The ongoing coronavirus disease 2019 (COVID‐19) pandemic caused by the severe acute respiratory syndrome coronavirus 2 (SARS‐CoV‐2) represents a serious threat to the health of millions of people. Respiratory viruses such as SARS‐CoV‐2 can be transmitted via airborne and fomite routes. The latter requires virion adsorption at abiotic surfaces and most likely involves the SARS‐CoV‐2 spike protein subunit 1 (S1), which is the outermost point of its envelope.
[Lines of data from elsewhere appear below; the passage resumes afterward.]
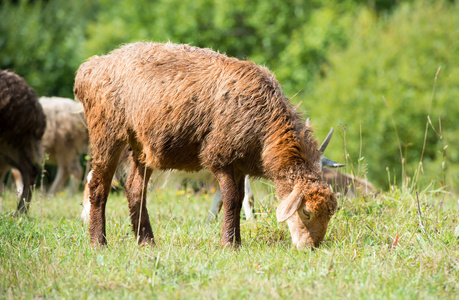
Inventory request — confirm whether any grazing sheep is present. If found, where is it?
[0,70,46,213]
[74,43,336,249]
[39,97,89,195]
[81,149,254,223]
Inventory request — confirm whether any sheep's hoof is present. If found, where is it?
[137,236,156,247]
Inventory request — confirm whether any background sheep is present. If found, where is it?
[74,43,336,249]
[39,97,89,195]
[0,70,46,212]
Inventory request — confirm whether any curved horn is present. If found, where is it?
[319,127,333,153]
[320,155,346,169]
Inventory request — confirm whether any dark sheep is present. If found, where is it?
[0,70,46,213]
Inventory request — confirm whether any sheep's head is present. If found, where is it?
[276,182,336,250]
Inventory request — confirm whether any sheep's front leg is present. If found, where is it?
[124,158,155,244]
[214,168,244,247]
[88,148,121,246]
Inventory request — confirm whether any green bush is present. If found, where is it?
[305,1,459,187]
[0,0,95,98]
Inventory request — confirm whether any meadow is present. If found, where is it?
[0,178,459,299]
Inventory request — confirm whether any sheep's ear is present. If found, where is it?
[276,185,303,223]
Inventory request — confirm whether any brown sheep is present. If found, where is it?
[0,70,46,213]
[74,43,336,249]
[39,97,89,195]
[81,150,254,223]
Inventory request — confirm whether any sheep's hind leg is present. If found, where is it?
[124,157,155,245]
[214,168,244,247]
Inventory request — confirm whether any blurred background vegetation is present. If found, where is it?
[0,0,459,192]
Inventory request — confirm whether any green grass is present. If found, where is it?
[0,182,459,299]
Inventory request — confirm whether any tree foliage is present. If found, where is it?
[0,0,459,187]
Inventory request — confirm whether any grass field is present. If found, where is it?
[0,179,459,299]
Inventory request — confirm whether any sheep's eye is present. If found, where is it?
[303,208,311,220]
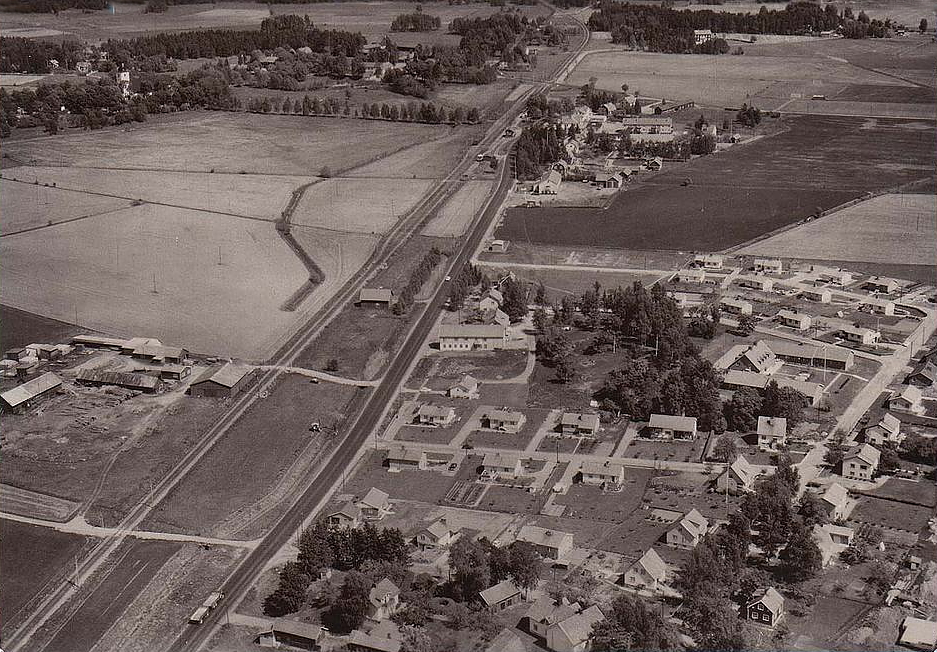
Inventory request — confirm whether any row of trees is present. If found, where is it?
[263,521,410,629]
[394,247,443,315]
[390,10,441,32]
[103,15,366,60]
Understanding S1 spike protein interaction with fomite surfaces thus represents an important milestone on the road to fighting the spread of COVID‐19. Herein, high‐speed atomic force microscopy (HS‐AFM) is used to monitor the adsorption of the SARS‐CoV‐2 spike protein S1 at Al(2)O(3)(0001) and TiO(2)(100) surfaces in situ. While the single‐crystalline oxide substrates are chosen to model the native surface oxides of Al‐ and Ti‐based fomites, adsorption is studied in electrolytes that mimic the pH and major ionic components of mucosal secretions and saliva, respectively. Quantitative analysis of the obtained HS‐AFM images indicates that S1 spike protein adsorption at these surfaces is mostly governed by electrostatic interactions with possible contributions from van der Waals interactions. It thus proceeds more rapidly at the TiO(2)(100) than at the Al(2)O(3)(0001) surface.